History taking should begin with a brief survey of the patient's demographics, including his age, his partner's age, the duration of his relationship with his partner, and the specific dynamics of that relationship.
Obtaining a good sexual history is imperative. Firstly, it is important to define which sexual dysfunction the patient is complaining of. It is not uncommon for patients to confuse ED with other sexual dysfunctions such as premature ejaculation, delayed ejaculation, or even retrograde ejaculation. Defining a patient's (and partner's) expectations and goals is also of value.
With regard to erectile dysfunction (ED), the key questions include duration of ED, degree of ED, erectile spontaneity, erectile sustainability, early morning/nocturnal erections, timing of last sexual intercourse, and whether the erectile dysfunction is situational or not. A brief assessment of the patient's psychological status is also critical. Specifically, it is important to define if there are overt risk factors for psychogenic ED.
History taking should then move to the medical and surgical history of the patient. Specific attention should be focused on vascular, neurological, and endocrinological issues that may represent risk factors for sexual dysfunction. Obtaining a good medication history is important. Many pharmacologic agents have been associated with erectile dysfunction; however, it is often difficult to determine whether it is the drug itself or the condition for which the patient is being treated that is the primary etiologic factor. A comprehensive social history is also important, which includes questions regarding tobacco, alcohol, and illicit drug use.
There are a number of validated questionnaires available that obtain information regarding a patient's sexual function. These include the International Index Of Erectile Function (IIEF), Sexual Health Inventory For Men (SHIM), and Men's Sexual Health Questionnaire (MSHQ), which are questionnaires routinely used at the Sexual Medicine Program in the Department of Urology at Weill Cornell Medicine.
The physical examination should focus on (1) secondary sexual characteristics, (2) abdominal examination, (3) major pulse examination, (4) S2-4 neurological assessment, and (5) external genitalia examination.
Examination of the penis should focus primarily on the presence of plaques and fibrosis. Examination of the testicles is aimed primarily at defining the presence or absence of masses, and at ascertaining the testicular volume and consistency. All men over the age of 40 years and those with lower urinary tract symptoms undergo digital rectal examination for prostate assessment.
All patients presenting with ED should have their blood pressure measured and a basic laboratory analysis.
The laboratory evaluation should include a lipid panel to assess for elevated cholesterol levels and serum glucose estimation in an effort to rule out the presence of diabetes. A serum testosterone level, although not imperative, is often also measured. Assessment of liver function tests and thyroid function tests are best reserved for those patients who manifest symptoms and/or signs suggestive of hepatic or thyroid dysfunction. ED is now recognized as a warning sign of silent cardiovascular disease. Certain at-risk patients should be considered for additional testing of cardiac status with an EKG, echocardiogram, or stress test. These should be ordered on a case-by-case basis.

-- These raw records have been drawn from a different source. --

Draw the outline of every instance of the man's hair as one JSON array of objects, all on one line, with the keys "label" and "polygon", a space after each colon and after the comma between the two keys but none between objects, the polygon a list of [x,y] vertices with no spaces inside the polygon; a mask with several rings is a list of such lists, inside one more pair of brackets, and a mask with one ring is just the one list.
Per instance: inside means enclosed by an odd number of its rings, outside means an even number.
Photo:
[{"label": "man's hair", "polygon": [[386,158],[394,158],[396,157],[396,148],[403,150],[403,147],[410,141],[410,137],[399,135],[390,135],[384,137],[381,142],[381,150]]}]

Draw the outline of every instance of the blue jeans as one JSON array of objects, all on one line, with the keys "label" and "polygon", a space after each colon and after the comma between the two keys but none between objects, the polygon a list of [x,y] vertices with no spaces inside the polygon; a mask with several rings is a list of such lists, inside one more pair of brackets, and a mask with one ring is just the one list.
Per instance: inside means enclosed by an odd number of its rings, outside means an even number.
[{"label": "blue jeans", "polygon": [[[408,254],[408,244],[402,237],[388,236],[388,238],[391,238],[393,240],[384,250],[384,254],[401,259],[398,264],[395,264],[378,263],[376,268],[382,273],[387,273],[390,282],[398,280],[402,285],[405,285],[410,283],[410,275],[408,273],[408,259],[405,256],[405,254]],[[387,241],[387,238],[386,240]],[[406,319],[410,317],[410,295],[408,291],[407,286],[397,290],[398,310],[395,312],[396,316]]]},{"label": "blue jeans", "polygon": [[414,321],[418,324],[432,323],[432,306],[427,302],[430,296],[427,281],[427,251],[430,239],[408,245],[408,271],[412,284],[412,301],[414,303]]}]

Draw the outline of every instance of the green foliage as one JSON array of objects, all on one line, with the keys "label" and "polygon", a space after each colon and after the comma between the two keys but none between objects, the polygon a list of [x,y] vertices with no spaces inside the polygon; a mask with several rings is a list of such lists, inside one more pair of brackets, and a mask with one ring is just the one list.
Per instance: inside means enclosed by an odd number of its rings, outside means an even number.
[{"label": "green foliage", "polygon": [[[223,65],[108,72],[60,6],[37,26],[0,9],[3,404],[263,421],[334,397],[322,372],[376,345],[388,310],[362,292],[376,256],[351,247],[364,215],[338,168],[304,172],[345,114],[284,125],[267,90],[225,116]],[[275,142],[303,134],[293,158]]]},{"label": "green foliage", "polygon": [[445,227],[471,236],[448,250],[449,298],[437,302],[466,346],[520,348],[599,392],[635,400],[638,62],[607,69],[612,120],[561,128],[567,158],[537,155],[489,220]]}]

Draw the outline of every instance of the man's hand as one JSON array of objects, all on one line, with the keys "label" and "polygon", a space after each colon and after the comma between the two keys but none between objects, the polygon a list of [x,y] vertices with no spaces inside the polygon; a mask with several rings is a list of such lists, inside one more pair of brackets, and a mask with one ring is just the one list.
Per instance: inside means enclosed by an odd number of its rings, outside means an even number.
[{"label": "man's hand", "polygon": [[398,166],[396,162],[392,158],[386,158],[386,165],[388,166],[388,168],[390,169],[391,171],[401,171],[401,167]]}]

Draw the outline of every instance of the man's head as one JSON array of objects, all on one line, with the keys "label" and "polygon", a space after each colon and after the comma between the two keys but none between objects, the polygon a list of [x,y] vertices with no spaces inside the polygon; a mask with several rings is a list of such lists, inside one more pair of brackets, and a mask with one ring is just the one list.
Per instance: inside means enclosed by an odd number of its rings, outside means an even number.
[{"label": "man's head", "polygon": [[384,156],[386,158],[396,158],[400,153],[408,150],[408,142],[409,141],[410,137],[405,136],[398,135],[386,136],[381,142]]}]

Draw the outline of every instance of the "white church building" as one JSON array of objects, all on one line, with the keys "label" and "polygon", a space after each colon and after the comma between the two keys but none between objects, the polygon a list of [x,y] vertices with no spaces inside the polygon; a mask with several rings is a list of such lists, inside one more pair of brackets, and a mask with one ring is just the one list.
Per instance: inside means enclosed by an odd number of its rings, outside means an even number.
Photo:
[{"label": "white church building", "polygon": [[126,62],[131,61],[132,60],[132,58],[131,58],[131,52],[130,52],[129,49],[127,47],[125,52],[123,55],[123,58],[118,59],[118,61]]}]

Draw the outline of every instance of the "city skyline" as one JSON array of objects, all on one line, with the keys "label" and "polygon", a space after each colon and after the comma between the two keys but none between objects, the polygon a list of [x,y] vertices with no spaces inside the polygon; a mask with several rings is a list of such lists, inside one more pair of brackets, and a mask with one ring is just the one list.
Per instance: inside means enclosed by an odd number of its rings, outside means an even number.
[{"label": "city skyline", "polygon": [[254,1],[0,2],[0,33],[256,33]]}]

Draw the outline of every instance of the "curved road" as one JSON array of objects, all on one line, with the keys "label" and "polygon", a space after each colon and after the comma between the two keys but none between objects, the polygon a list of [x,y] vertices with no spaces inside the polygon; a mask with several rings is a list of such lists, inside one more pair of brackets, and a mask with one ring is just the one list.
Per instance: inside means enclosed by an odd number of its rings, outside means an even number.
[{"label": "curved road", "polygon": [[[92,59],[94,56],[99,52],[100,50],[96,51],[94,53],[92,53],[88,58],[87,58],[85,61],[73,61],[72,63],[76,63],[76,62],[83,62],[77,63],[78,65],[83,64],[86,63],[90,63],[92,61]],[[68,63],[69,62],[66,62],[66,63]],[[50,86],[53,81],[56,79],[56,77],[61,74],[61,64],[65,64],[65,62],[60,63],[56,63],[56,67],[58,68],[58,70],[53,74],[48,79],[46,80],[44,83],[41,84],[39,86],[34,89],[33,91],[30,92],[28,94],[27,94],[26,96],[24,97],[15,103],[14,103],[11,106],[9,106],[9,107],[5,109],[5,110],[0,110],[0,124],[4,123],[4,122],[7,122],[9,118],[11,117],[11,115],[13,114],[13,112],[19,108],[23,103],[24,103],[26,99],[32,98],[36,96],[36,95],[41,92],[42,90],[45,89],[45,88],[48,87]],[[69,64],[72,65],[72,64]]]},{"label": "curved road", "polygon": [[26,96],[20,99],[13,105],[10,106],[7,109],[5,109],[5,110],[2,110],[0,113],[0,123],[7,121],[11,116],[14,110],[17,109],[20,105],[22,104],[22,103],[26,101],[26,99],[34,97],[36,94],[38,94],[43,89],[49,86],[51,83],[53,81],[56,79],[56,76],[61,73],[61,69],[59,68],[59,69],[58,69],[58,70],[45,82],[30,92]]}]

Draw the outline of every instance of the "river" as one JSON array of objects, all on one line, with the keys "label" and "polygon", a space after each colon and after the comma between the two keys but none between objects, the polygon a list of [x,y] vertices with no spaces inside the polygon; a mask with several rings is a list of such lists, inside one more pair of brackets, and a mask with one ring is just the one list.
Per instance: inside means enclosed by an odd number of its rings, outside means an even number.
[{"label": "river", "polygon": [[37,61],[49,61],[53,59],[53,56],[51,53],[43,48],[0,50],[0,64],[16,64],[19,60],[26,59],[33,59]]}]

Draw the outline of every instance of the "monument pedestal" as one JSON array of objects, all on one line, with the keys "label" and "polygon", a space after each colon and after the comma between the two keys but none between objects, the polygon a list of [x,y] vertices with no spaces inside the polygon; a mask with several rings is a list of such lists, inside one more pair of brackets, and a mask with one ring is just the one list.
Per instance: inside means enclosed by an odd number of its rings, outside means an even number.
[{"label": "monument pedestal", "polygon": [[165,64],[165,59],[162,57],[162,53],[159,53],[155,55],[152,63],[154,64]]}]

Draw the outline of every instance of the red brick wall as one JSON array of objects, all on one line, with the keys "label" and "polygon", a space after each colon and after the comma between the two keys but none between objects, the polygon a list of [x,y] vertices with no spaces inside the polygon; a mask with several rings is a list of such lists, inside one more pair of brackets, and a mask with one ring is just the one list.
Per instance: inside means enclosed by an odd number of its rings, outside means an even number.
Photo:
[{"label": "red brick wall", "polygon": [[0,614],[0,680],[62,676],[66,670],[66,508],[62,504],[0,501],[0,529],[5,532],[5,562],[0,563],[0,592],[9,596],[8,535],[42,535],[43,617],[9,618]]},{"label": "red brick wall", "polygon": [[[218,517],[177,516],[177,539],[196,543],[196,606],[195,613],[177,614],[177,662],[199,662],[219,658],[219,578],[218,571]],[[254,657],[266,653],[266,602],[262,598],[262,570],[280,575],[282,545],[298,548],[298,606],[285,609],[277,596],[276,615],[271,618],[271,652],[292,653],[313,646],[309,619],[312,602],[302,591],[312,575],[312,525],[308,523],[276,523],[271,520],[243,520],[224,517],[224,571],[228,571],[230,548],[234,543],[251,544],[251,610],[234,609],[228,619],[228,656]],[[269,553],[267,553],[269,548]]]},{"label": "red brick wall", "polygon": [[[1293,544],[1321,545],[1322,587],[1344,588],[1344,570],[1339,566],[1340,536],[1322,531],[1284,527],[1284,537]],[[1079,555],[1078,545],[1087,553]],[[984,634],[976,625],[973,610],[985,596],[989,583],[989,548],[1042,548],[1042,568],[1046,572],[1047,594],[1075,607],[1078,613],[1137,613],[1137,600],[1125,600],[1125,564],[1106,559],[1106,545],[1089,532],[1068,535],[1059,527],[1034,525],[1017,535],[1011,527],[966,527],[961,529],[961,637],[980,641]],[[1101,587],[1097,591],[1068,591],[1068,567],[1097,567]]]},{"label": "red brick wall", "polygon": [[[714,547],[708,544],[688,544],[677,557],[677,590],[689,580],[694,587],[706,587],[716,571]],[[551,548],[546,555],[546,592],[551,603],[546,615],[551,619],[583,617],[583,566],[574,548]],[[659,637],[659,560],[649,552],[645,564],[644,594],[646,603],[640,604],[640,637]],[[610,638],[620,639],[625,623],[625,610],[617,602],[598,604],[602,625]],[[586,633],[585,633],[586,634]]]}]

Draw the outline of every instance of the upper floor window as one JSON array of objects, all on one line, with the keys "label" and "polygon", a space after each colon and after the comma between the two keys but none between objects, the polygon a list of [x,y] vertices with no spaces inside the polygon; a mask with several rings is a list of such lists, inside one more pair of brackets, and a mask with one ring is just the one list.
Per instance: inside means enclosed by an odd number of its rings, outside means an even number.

In routine clinical practice, the majority of men presenting with erectile dysfunction do not require any further testing. However a number of investigations exist which are available to aid the clinician in assigning a cause to the patient's ED. Such investigations include (1) vascular testing, such as duplex penile ultrasound and dynamic infusion cavernosometry/cavernosography, (2) neurological testing, such as a biothesiometry, somatosensory evoked potentials and pudendal electromyography, and (3) nocturnal penile tumescence and rigidity analysis.
Adjunctive investigations may be useful for the following groups of patients: (1) patients with psychogenic ED, (2) young males with traumatically induced pure arteriogenic erectile dysfunction, (3) young males with isolated crural venous leak, and (4) patients with penile curvature prior to undergoing penile reconstructive surgery.